Gebleken is dat eiser op 15 september 1994, naar aanleiding van een diefstal, een transactieaanbod van f 200,-- heeft aanvaard. Het stond verweerder naar het driejarenbeleid zoals dat destijds gold in beginsel vrij om een vtv op
grond van het tijdsverloop, gelet op de hiervoor genoemde transactie te weigeren wegens criminele antecedenten. De rechtbank verwijst in dit verband naar de uitspraak van de REK van 18 juni 1998 (JV 1998, 133). De vraag dringt zich
vervolgens echter op of dit verweerder ook nog vrijstond op 16 maart 2000, toen het bestreden besluit werd genomen. In dit verband dient beoordeeld te worden of gezegd moet worden dat verweerder niet in redelijkheid heeft kunnen
weigeren gebruik te maken van zijn algemene, in het bestuursrecht verankerde bevoegdheid om - ten gunste van eiser - af te wijken van zijn beleid.
Ondanks een gemotiveerd verzoek daartoe van eiser, is niet gebleken van een adequate motivering van verweerder waarom geen gebruik is gemaakt van die bevoegdheid.
De rechtbank is van oordeel dat een adequate motivering op dit verzoek
zeker op verweerders weg had gelegen nu zich als bijzonderheid heeft voorgedaan dat verweerder gedurende lange tijd heeft berust in het legaal verblijf van eiser hier te lande, onder meer door hem uitstel van vertrek te verlenen dan
wel dit uitstel niet in te trekken. Daarbij overweegt de rechtbank dat ook voor dit uitstel van vertrek beleid geldt dat de contra-indicatie criminele antecedenten kan worden tegengeworpen.

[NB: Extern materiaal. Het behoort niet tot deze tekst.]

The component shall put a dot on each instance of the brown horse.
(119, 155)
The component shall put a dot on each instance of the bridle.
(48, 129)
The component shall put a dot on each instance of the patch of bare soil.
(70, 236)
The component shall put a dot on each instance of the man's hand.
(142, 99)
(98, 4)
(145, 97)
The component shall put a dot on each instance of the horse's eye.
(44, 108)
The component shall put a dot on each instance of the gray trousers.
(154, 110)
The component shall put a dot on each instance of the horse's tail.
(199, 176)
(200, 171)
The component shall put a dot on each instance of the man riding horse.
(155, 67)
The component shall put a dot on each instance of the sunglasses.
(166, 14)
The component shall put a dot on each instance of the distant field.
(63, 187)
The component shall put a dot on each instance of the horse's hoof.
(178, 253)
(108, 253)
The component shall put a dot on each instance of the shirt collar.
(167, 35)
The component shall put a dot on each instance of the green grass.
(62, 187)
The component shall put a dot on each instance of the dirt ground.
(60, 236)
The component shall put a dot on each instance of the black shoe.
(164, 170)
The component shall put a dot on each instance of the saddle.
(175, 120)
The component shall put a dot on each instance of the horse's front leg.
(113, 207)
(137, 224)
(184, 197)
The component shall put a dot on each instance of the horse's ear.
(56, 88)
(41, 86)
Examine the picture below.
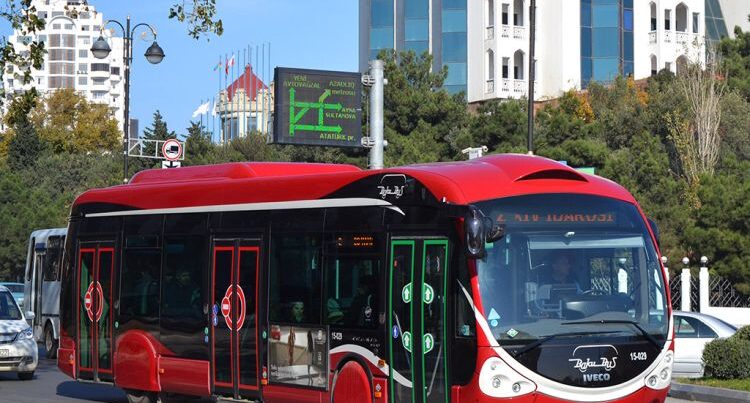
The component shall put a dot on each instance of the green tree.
(68, 122)
(499, 125)
(199, 15)
(419, 114)
(24, 147)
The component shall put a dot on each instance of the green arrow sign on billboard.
(406, 339)
(406, 293)
(317, 107)
(429, 343)
(428, 294)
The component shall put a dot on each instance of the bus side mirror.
(655, 230)
(480, 229)
(474, 228)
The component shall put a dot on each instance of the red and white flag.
(228, 64)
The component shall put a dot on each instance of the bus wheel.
(50, 344)
(352, 385)
(140, 396)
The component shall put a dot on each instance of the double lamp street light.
(154, 54)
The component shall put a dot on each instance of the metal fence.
(723, 294)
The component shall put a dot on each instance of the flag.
(202, 109)
(229, 64)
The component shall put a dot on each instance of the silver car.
(18, 350)
(692, 330)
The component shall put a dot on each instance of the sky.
(313, 34)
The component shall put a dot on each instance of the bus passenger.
(298, 312)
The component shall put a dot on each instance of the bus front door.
(417, 320)
(234, 323)
(95, 273)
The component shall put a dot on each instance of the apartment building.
(485, 43)
(71, 27)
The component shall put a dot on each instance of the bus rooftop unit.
(505, 277)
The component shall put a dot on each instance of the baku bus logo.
(226, 306)
(392, 185)
(604, 356)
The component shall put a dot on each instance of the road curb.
(708, 394)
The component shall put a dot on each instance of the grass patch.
(736, 384)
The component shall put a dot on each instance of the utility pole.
(376, 81)
(532, 68)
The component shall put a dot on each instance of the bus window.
(140, 275)
(184, 260)
(295, 278)
(353, 280)
(51, 269)
(353, 285)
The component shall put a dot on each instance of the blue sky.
(315, 34)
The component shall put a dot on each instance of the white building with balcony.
(577, 41)
(71, 27)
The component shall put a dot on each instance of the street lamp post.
(154, 54)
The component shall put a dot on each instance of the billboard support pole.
(376, 114)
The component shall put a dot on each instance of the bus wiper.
(538, 342)
(635, 324)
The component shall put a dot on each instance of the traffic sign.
(428, 294)
(406, 293)
(429, 343)
(171, 150)
(406, 340)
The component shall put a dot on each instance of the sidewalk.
(708, 394)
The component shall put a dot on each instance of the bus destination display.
(315, 107)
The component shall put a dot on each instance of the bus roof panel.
(460, 182)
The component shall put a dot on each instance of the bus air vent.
(561, 174)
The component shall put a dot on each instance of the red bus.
(508, 276)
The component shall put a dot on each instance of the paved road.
(50, 385)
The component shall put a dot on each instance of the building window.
(490, 65)
(518, 12)
(696, 23)
(99, 67)
(490, 13)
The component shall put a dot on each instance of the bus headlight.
(26, 334)
(661, 376)
(498, 379)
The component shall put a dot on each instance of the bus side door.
(95, 274)
(417, 320)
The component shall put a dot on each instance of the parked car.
(17, 290)
(692, 330)
(18, 349)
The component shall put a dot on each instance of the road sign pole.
(376, 114)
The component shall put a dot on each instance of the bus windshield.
(568, 259)
(8, 308)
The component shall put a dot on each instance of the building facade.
(577, 41)
(439, 27)
(244, 107)
(71, 27)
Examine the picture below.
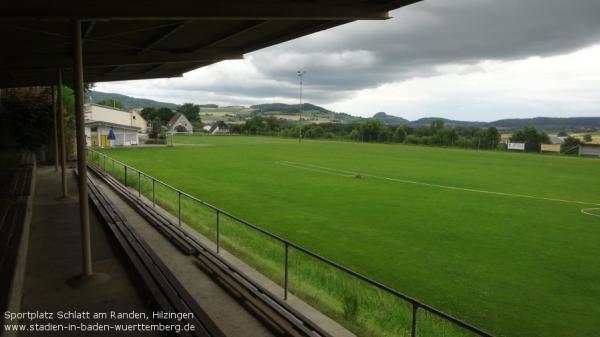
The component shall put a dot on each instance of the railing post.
(218, 233)
(285, 284)
(413, 331)
(179, 192)
(153, 194)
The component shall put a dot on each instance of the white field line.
(588, 211)
(344, 173)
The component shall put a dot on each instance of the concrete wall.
(110, 115)
(139, 121)
(99, 138)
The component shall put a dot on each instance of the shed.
(96, 134)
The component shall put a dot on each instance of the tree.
(531, 137)
(190, 111)
(436, 125)
(113, 103)
(399, 134)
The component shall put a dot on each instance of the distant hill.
(128, 101)
(389, 119)
(289, 109)
(550, 123)
(448, 122)
(310, 111)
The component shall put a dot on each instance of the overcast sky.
(460, 59)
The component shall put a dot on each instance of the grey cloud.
(426, 35)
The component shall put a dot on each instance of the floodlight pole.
(55, 125)
(300, 74)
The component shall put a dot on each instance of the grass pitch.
(496, 239)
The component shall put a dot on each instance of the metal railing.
(286, 245)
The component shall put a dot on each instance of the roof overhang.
(127, 40)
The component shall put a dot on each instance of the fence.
(358, 302)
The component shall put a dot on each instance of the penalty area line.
(344, 173)
(589, 211)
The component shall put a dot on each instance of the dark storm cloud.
(421, 38)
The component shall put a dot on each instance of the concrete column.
(61, 133)
(84, 213)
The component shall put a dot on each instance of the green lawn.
(516, 262)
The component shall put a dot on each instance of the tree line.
(375, 131)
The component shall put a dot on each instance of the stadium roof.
(137, 39)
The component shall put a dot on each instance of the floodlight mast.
(300, 74)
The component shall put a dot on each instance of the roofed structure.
(125, 40)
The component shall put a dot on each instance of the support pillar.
(61, 134)
(84, 213)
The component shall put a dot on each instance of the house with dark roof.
(217, 127)
(179, 123)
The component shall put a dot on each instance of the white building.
(101, 120)
(589, 150)
(138, 120)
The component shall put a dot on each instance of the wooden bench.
(275, 313)
(167, 292)
(13, 214)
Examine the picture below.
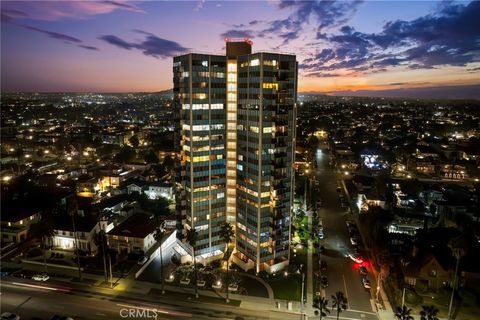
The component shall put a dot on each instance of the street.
(34, 300)
(341, 273)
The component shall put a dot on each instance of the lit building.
(236, 137)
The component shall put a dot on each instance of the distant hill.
(443, 92)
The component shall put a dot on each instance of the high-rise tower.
(236, 136)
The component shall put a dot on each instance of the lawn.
(289, 288)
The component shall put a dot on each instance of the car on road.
(323, 265)
(357, 258)
(324, 281)
(57, 317)
(10, 316)
(321, 235)
(142, 260)
(363, 270)
(354, 241)
(366, 283)
(41, 277)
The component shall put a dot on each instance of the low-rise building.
(134, 234)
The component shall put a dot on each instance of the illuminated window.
(268, 85)
(232, 97)
(254, 62)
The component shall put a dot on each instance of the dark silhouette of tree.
(168, 162)
(125, 154)
(134, 141)
(321, 304)
(151, 157)
(192, 240)
(403, 313)
(159, 233)
(226, 233)
(339, 302)
(43, 230)
(429, 313)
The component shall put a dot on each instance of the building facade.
(236, 136)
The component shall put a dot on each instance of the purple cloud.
(151, 46)
(58, 10)
(54, 35)
(449, 37)
(88, 47)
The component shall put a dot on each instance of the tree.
(43, 230)
(458, 246)
(403, 313)
(322, 305)
(428, 313)
(339, 301)
(192, 239)
(150, 157)
(160, 209)
(125, 154)
(134, 141)
(159, 233)
(168, 162)
(226, 233)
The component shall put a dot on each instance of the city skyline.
(364, 47)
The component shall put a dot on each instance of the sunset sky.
(126, 46)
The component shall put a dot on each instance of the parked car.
(323, 265)
(57, 317)
(357, 258)
(363, 270)
(324, 281)
(41, 277)
(321, 235)
(366, 283)
(354, 241)
(142, 260)
(10, 316)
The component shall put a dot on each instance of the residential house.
(134, 234)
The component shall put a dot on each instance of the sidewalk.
(387, 312)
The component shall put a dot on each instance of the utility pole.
(102, 238)
(455, 280)
(111, 275)
(303, 289)
(76, 247)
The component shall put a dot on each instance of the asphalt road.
(42, 303)
(341, 271)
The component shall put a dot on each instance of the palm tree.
(322, 305)
(158, 237)
(458, 247)
(192, 239)
(428, 313)
(339, 301)
(226, 233)
(161, 208)
(403, 313)
(43, 230)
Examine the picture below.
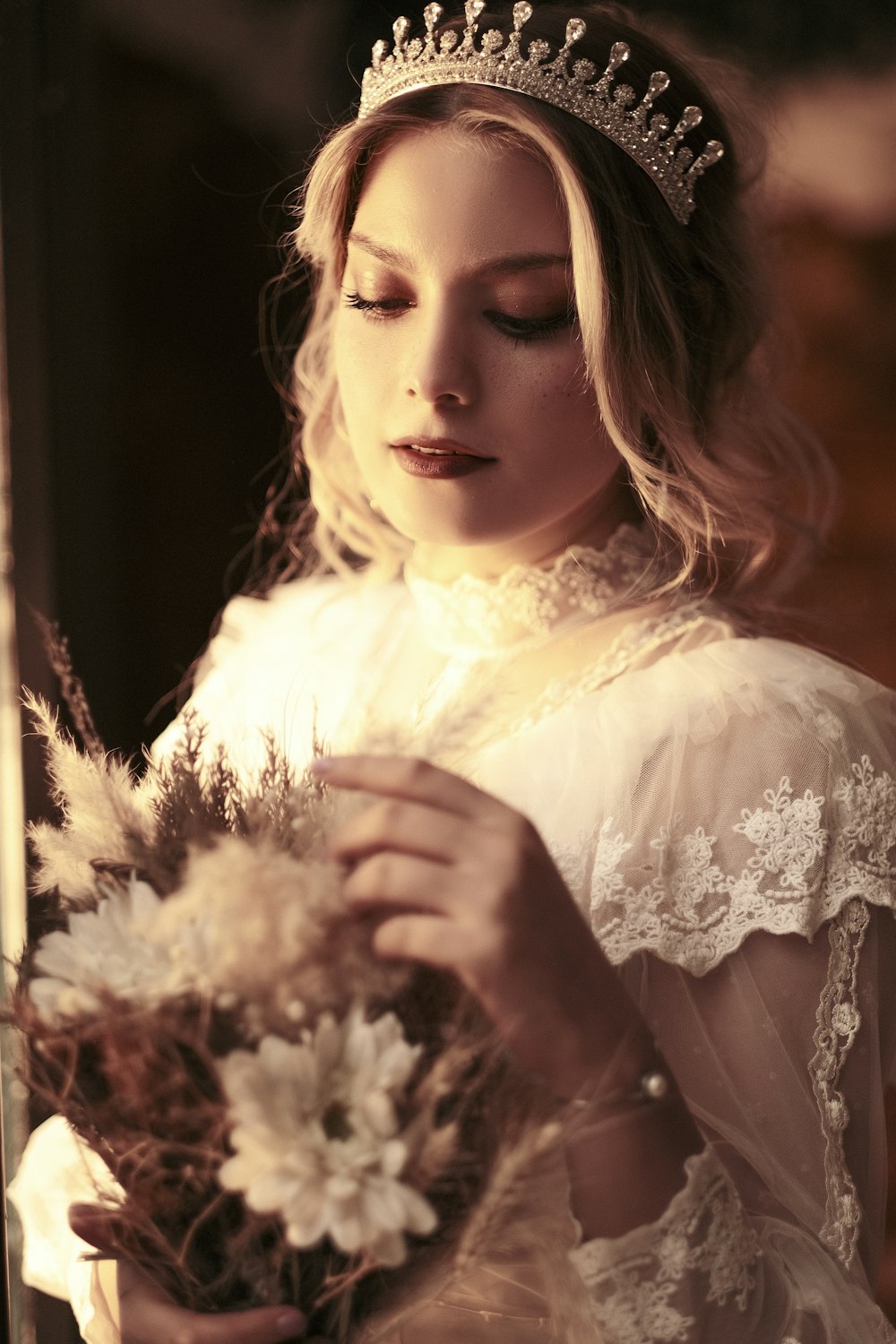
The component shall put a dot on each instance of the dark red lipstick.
(438, 459)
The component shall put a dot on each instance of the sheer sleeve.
(747, 898)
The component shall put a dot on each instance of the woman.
(530, 381)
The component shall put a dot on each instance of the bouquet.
(287, 1117)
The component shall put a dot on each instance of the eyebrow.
(512, 263)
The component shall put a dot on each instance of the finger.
(401, 827)
(409, 777)
(398, 879)
(438, 943)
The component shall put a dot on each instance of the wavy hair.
(673, 322)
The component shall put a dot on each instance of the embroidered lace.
(700, 793)
(481, 617)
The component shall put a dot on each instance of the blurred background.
(150, 153)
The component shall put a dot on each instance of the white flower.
(105, 951)
(316, 1136)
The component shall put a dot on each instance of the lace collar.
(478, 617)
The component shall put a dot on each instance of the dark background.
(148, 151)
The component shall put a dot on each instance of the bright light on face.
(460, 362)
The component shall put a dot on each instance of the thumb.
(96, 1225)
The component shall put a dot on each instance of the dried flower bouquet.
(287, 1117)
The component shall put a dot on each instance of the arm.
(737, 1252)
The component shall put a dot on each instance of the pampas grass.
(239, 868)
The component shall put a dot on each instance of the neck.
(587, 527)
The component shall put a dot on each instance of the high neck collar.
(478, 617)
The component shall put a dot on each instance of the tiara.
(643, 134)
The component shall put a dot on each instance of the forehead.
(444, 198)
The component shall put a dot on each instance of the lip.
(447, 457)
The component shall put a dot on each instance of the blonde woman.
(552, 497)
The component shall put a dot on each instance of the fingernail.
(289, 1322)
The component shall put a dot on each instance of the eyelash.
(519, 330)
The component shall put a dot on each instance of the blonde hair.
(729, 481)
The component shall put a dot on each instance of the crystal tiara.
(645, 136)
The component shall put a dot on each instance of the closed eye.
(532, 328)
(375, 306)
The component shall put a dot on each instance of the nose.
(441, 367)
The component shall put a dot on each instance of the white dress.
(724, 811)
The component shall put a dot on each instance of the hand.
(461, 881)
(148, 1316)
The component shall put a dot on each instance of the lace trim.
(839, 1021)
(477, 616)
(798, 875)
(635, 640)
(638, 1281)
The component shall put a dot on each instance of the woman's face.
(458, 359)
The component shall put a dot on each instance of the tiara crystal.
(570, 83)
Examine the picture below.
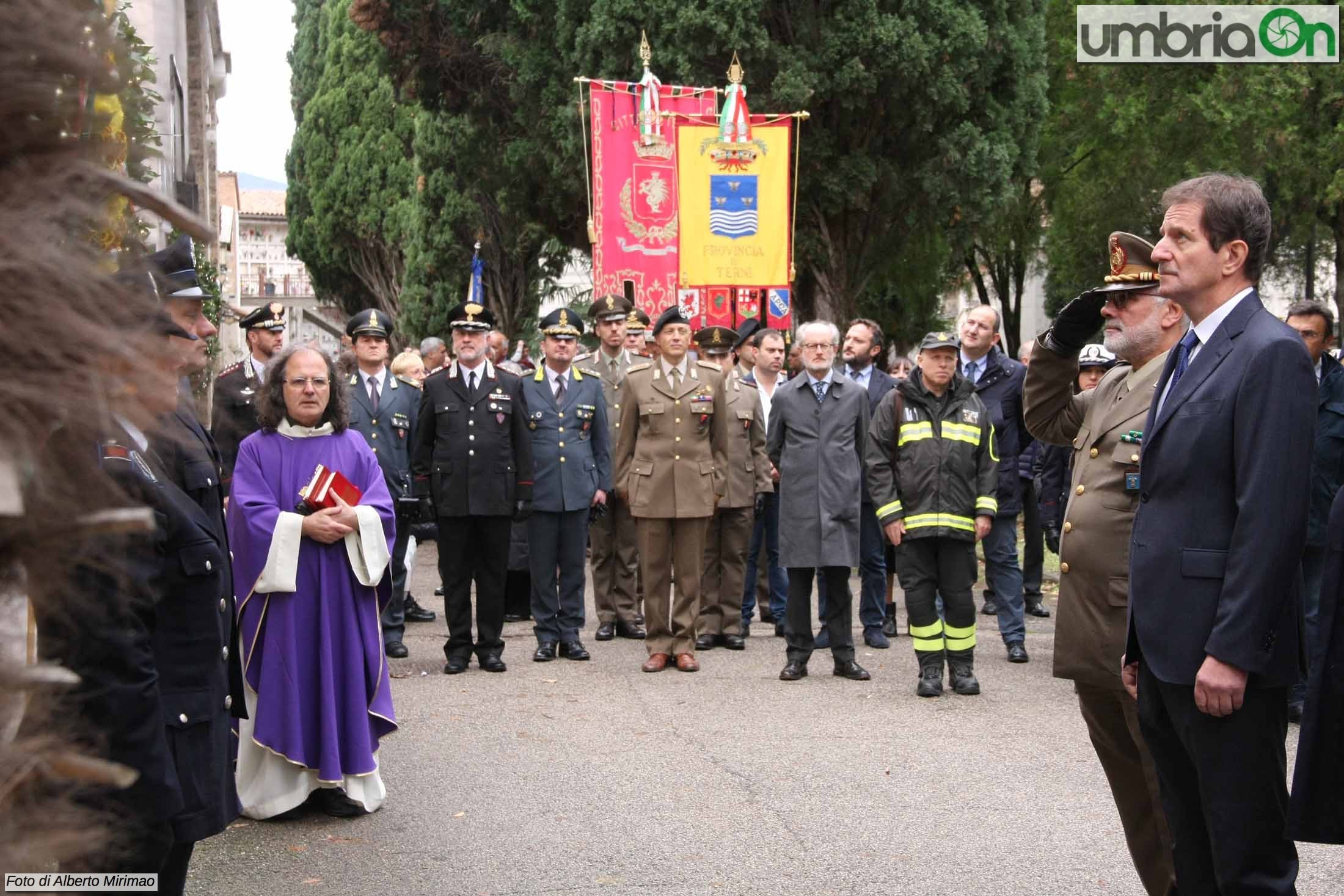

Voorts is van belang dat het - naar de strafmaat te beoordelen - om een betrekkelijk licht en inmiddels oud vergrijp gaat en niet van recidive is gebleken.
2.10 Gezien het voorgaande dient het beroep gegrond verklaard te worden.
2.11 De rechtbank ziet aanleiding verweerder te veroordelen tot vergoeding aan eisers van de door hem gemaakte proceskosten alsmede tot vergoeding van de door eiser betaalde griffierechten.
3 BESLISSING
De rechtbank:
a. verklaart het beroep gegrond;
b. vernietigt de beschikking van 16 maart 2000
c. draagt verweerder op nieuwe beschikkingen te geven met inachtneming van deze uitspraak;
d. wijst de Staat der Nederlanden aan als rechtspersoon om het betaalde griffierecht ad f 50,- aan eiser te vergoeden;
e. veroordeelt verweerder in de proceskosten van eiser ad f 1420,-, onder aanwijzing van de Staat der Nederlanden als rechtspersoon die deze kosten aan de griffier dient te vergoeden.
Deze uitspraak is gedaan door mr. E.F. Smeele en in het openbaar uitgesproken op 21 augustus 2000 in tegenwoordigheid van mr. F.L.M. Heine als griffier.
--------------
Tegen deze uitspraak staat geen hoger beroep open (artikel 33e Vw).